The directive would also give mental health staff at shelters and other adult care facilities the authority to direct involuntary removals of a resident in a psychiatric crisis. The agenda acknowledged the need for more mobile crisis outreach teams, and recommended that teams also include licensed mental health counselors and licensed marriage and family therapists.
Approximately 87% of patrol officers, 91% of transit officers, and 89% of housing officers are trained in responding to mental health emergencies. Approximately 1% of all mental health calls in 2022 resulted in arrest, according to NYPD Chief of Interagency Operations Theresa Tobin.
“Before this plan, these removals were done without a coordinated approach across agencies. First responders and clinicians often followed their own protocols that were usually unknown to one another,” said Jason Hansman, deputy director of mental health initiatives and crisis response at the Mayor’s Office of Community Mental Health. “With the mayor’s new policy, everyone is working off of the same playbook.”
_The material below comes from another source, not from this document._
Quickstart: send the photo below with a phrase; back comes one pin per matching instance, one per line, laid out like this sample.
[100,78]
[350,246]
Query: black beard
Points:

Adams said in a one-on-one interview with amNewYork Metro last December that was on his visits around the city’s subway with Ashwin Vasan, the city’s Department of Health and Mental Hygiene commissioner, that he realized people who worked in mental health were unaware of how to exercise their authority during mental health emergencies. Adams said the city needed 1,000 hospital beds in private and public hospitals focused on medication and stabilizing someone’s condition.
Adams also said that he knows that tele-medicine can assist people who are going through crisis to speak with a psychiatrist or psychologist and get the necessary assistance they need.
“Our goal is to catch individuals upstream before they reach the point that they are in the street unable to care for themselves or even living behind closed doors and dealing with severe mental health illnesses,” Adams said. “It’s difficult to say that this problem is going to be eradicated in a year, two years.”
U.S. District Judge Paul Crotty blocked a motion on Jan. 30 filed by mental health advocacy groups last December to stop Adams’ involuntary hospitalization directive.